Europe’s fourth biggest pension fund revealed this morning that it is now making substantial investments in euro-denominated green corporate bonds as part of an ongoing future-proofing of its investment portfolio – and dumping a DKK6bn (€806m) US high-yield external mandate in order to do so.
ATP, the DKK925bn Danish statutory pension fund, told IPE that although it already has a large sovereign green bond holding within its hedging portfolio – which contains the bulk of ATP’s assets – it is now adding green corporate bonds for the first time in the investment portfolio to the tune of DKK7bn (€940m).
At DKK753.2bn at the end of June, ATP’s hedging portfolio makes up the bulk of its overall assets, however the bonus potential-based investment portfolio, run for absolute return, had a market value of DKK423.2bn at that point, including leverage from borrowing from the hedging portfolio.
The carbon-footprint reduction resulting from the green corporate bond move is likely to be large for ATP, given that the US credit exposure being shed in order to make the new investments is understood to have involved some quite emission-heavy companies.
Christian Kjær, head of liquid markets, told IPE: “We have been working quite a lot on integrating ESG in our investment portfolio – so far we have focused on the equity portfolio.”
Up to now, he said, that work had involved major projects on ESG integration in the global equity portfolio, on carbon and on renewable energy, he said.
“Even though it hasn’t been the purpose of the changes, when we look a the carbon footprint of the portfolio it has improved a lot,” said Kjær.

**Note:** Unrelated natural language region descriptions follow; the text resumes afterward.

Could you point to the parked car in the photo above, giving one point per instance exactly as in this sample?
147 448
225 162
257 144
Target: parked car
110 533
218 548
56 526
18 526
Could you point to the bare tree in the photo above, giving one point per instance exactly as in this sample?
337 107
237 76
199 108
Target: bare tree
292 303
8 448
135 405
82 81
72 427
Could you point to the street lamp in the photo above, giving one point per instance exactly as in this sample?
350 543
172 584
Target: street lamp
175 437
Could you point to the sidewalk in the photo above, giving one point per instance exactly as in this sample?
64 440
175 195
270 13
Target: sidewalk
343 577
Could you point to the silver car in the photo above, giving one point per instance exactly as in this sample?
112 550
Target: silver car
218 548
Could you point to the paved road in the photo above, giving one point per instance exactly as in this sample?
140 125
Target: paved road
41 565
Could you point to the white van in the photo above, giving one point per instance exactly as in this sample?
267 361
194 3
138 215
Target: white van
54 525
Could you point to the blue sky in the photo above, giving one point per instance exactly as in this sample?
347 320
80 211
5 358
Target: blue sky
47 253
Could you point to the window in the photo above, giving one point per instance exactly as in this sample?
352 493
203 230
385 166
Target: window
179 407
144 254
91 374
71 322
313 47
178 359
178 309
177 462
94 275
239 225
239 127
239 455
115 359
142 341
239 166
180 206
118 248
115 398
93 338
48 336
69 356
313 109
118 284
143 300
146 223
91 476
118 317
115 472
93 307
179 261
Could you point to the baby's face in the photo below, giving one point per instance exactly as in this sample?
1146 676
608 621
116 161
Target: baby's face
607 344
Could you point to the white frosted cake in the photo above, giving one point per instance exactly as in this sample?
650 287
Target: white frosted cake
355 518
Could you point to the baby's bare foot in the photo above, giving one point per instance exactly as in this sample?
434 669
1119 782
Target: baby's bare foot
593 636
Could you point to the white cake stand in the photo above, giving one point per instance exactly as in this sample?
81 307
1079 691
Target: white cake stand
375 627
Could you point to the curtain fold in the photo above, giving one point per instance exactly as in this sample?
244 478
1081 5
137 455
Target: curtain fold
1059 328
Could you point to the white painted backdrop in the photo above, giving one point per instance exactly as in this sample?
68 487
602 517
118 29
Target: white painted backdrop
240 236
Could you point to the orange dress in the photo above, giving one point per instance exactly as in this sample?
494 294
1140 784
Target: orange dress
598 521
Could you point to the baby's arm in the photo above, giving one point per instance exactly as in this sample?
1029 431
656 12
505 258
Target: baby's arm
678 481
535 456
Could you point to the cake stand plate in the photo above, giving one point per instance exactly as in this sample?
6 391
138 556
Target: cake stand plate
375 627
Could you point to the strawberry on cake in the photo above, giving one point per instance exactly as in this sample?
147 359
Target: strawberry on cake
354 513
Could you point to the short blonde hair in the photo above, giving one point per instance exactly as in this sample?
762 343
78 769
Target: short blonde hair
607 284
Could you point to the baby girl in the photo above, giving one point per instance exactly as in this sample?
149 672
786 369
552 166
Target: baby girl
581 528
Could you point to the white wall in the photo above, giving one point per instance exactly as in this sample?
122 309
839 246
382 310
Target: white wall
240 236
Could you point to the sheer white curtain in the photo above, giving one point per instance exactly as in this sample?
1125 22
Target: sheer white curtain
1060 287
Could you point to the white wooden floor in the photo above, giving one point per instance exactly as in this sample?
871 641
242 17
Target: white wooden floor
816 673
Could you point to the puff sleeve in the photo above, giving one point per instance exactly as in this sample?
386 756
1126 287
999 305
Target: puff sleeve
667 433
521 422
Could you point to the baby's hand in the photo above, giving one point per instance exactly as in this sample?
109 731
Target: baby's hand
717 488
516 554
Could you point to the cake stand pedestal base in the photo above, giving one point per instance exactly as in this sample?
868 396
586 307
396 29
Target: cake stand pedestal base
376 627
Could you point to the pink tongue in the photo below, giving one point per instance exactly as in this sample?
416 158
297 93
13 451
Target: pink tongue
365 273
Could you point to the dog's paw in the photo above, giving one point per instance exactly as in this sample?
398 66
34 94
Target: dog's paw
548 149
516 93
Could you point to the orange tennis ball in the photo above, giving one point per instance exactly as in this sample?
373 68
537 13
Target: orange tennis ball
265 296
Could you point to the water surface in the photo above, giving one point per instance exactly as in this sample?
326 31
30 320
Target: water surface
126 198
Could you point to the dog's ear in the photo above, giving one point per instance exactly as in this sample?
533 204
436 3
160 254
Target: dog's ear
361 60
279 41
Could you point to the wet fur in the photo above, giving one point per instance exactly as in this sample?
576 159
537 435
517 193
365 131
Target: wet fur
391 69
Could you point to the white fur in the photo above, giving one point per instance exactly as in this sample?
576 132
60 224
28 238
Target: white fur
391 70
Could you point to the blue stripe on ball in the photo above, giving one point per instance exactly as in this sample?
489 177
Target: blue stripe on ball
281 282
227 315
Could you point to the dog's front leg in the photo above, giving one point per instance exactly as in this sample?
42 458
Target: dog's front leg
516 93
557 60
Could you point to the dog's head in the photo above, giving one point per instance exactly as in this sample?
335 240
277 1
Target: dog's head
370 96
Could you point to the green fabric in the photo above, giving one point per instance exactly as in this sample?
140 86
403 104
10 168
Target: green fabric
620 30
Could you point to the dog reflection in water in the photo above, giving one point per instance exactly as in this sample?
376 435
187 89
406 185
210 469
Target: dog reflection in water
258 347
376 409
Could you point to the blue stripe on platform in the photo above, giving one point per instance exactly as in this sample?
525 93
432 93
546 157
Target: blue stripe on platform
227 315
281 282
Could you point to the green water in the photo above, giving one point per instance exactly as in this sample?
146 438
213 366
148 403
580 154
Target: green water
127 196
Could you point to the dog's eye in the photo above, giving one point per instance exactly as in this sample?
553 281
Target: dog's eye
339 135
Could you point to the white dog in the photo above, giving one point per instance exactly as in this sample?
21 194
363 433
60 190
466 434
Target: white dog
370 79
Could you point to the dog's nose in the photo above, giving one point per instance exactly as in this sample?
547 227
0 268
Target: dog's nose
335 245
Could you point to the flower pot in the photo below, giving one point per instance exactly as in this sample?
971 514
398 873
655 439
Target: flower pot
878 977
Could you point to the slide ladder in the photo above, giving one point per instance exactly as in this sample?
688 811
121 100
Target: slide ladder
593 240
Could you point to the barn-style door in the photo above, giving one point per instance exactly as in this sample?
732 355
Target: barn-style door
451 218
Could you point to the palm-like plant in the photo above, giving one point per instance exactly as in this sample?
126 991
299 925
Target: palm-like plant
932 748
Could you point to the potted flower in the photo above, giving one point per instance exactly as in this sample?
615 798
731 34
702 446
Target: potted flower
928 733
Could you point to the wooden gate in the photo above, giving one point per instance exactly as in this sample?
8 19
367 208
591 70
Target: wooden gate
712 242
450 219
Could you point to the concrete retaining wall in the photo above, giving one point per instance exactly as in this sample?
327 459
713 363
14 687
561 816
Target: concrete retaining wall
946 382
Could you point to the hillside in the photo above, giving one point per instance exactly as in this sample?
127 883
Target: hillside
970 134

“Next we looked at our corporate bond portfolio, where we hadn’t done a lot of work, in terms of what we could do there in the green transition and getting it more aligned to that,” he said.
The idea that the pension fund came up with was, Kjær said, to take the US high-yield portfolio, which is managed by an unnamed external US manager, and swap that exposure for a corporate pure green bond portfolio.
What was decided was that the new green bond portfolio would be managed in house, and would be denominated in euros, he said.
“That’s a starting point for us – it’s close to home, there’s no need to hedge the FX rate, it’s trading in our normal hours, so operationally its easier for us to take things in house on the euro side,” he said.
Asked whether the move could be characterised as part of efforts to green ATP’s investment portfolio, Kjær said that rather than that, the shift was a step in the pension fund’s drive to “future proof” the portfolio.
The green bond market was very much a growing market, he said.
“The corporate green bond market is a new opportunity for us to diversify the portfolio. If you look at the returns on the green bonds they are very similar to the ones we get on regular bonds and they also seem to perform slightly better in market crashes,” he said.
ATP has a target of DKK7bn for the new green bond portfolio, and has already achieved some of that exposure.
“We have more or less closed down the US high-yield portfolio and we are in the build up phase of the green bond portfolio. We have bought about 20% to 25%,” Kjær said.
Explaining why the build-up process was taking some time, Kjær said: “First of all it’s liquidity – we’re not in a rush so we are taking it quietly in the portfolio and we want to get it right and avoid some of the greenwashing.”
Kjær said his team was being quite thorough in terms of examining the issuers and bonds it was buying, taking into account the ICMA green bond principles as well as using its own checklist to verify the bonds.
“It’s very important for us that they’re transparent in the way they operate,” he said of issuers.
“If they’re not, we get suspicious. It’s always a red-flag for us if they don’t report properly,” he said.